In that short time Trump has been greeted like a messiah at the Republican National Convention and crowned as the party’s candidate. Whilst Joe Biden has been reluctantly forced out of the race.
Obviously it was Mr Biden’s disastrous performance in the televised debate last month that caused the panic within the Democratic Party – but their doubts went deeper than that.
The president was trailing Trump in the polls before he challenged his opponent to a live televised debate. He only came up with that idea because he urgently needed to reset his campaign.
The hope was that getting voters to focus on what Trump could do if he was re-elected to the White House would boost support for Mr Biden. His campaign was based around the idea that if this election was a referendum on Trump then Mr Biden would win.
But the rambling and incoherent performance from the president immediately tuned this into a referendum on Mr Biden and his fitness for office.
Suddenly it was an open secret that the president had episodes in which he was far from cogent. The excuses – he had a cold, he had jet-lag – were weak and scarcely believable.
Savvy Democrats also sensed a potential opportunity. A chance to transform this race and maybe energise voters who were seriously disenchanted with having to make a choice between the same two old men who ran against each other last time.
Any contest to select a new candidate will have to be brief. The Democratic National Convention is scheduled to confirm its candidate on 19 August.
But four weeks of debates, hustings and town hall events with some of the party’s talented and experienced younger candidates could be exciting and attract the attention a new nominee will need.
Yet it seems that the party is rapidly coalescing around Vice-President Kamala Harris as their new candidate. So many elected representatives, senators and party grandees are backing her that she may be unassailable.
None of the serious contenders who could have challenged her – California Governor Gavin Newsom, Michigan Governor Gretchen Witmer or Pennsylvania Governor Josh Shapiro are going to put up a fight. As they say in American sports, “the fix is in”.
Democrats have just watched the Republican Party unite around the cult of Donald Trump. Republicans don’t just support their nominee, they adore him.
The prospect of contrasting Trump’s triumphant coronation as his party’s candidate with a scrappy fight for the Democratic nomination may seem too risky – even if large sections of the party are less than enthusiastic about Ms Harris.

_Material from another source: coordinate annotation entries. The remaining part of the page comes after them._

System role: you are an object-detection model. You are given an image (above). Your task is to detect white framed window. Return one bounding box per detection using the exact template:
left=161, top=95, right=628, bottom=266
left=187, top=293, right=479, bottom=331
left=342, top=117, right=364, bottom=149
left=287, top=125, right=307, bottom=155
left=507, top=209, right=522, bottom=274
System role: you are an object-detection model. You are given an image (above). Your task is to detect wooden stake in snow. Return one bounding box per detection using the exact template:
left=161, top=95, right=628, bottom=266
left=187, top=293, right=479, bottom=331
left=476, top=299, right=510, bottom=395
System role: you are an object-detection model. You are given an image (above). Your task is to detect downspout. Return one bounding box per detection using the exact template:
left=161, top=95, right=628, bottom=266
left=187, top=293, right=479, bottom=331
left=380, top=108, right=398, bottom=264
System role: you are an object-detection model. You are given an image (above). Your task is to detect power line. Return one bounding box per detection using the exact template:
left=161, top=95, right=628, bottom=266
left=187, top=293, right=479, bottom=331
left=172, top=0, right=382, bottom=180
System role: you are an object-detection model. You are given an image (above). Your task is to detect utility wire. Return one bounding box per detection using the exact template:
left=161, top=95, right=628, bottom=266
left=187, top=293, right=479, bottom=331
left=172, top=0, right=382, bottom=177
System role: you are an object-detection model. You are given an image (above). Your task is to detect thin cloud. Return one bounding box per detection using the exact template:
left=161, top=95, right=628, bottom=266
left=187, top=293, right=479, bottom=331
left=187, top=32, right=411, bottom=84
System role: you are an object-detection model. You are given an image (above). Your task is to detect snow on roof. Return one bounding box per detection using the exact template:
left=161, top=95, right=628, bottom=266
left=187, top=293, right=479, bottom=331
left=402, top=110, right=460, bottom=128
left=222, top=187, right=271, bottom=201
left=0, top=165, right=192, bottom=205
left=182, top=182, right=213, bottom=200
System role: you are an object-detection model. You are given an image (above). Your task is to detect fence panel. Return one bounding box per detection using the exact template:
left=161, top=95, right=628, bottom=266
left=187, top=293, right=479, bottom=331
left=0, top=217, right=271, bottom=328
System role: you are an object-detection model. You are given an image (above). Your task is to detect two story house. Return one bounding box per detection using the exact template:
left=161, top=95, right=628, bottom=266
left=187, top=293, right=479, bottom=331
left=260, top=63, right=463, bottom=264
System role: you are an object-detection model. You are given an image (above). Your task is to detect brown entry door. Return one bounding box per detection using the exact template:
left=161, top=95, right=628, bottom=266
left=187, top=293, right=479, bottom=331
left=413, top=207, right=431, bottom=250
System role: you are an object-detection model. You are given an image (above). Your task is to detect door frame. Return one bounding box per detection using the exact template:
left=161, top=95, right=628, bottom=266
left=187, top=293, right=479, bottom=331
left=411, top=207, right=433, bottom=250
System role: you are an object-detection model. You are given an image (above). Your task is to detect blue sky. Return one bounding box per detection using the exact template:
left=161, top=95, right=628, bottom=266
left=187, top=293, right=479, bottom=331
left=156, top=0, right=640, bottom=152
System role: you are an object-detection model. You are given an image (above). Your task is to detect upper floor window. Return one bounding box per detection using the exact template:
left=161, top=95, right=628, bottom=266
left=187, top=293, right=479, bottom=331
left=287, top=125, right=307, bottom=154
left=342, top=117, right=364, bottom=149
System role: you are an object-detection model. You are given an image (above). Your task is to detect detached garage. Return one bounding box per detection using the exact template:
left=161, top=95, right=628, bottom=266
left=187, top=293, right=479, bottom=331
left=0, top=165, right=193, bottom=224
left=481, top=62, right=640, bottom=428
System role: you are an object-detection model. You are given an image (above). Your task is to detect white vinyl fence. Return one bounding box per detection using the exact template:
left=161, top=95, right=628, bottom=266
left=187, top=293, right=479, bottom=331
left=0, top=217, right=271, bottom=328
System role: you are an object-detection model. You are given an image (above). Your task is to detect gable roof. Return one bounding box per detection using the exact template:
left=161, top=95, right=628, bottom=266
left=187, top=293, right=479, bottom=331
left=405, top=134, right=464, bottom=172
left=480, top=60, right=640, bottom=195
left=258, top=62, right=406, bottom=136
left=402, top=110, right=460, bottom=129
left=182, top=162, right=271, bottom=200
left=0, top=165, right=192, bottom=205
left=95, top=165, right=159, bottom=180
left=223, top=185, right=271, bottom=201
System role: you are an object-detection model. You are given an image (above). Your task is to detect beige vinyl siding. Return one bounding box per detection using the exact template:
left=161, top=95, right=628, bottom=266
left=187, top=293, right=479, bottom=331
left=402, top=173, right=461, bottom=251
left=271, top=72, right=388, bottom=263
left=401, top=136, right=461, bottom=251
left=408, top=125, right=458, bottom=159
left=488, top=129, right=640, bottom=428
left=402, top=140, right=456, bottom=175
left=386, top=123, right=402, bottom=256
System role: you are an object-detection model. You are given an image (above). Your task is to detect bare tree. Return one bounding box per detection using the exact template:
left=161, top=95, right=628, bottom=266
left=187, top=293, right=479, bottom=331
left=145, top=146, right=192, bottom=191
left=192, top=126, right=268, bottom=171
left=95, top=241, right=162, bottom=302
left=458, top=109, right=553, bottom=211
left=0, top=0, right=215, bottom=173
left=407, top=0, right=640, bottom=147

One Democratic operative told me, a few days before Joe Biden stood down, that Ms Harris was nothing more than “an empty suit who has neither an ideological rudder or a moral compass”. But they said they’d get behind her if that’s what it took to get Mr Biden off the ballot.
The biggest battle may be over who Ms Harris picks as her running mate.
The key challenge will be to attract the attention of voters in a contest in which they are running against a former president who constantly manages to consume all the oxygen in this election.
“Never let a serious crisis go to waste” is a favourite quote from Barack Obama’s chief of staff Rahm Emanuel – although he may have borrowed it from Churchill.
What he meant was that a crisis can be an opportunity to do things you could not do before. The Democrats have seized the crisis caused by Mr Biden’s debate performance and used to it to transform the coming election.
It was Mr Biden himself who said that the result of this election would be crucial in determining the future of American democracy. Democrats contend that Donald Trump poses an existential threat to the nation’s democratic institutions.
In these circumstances they have to do anything they can to find a winning candidate. The situation had become dire enough that they forced a sitting president to step aside. But they may not be bold enough to allow an open contest to find the best candidate to replace him.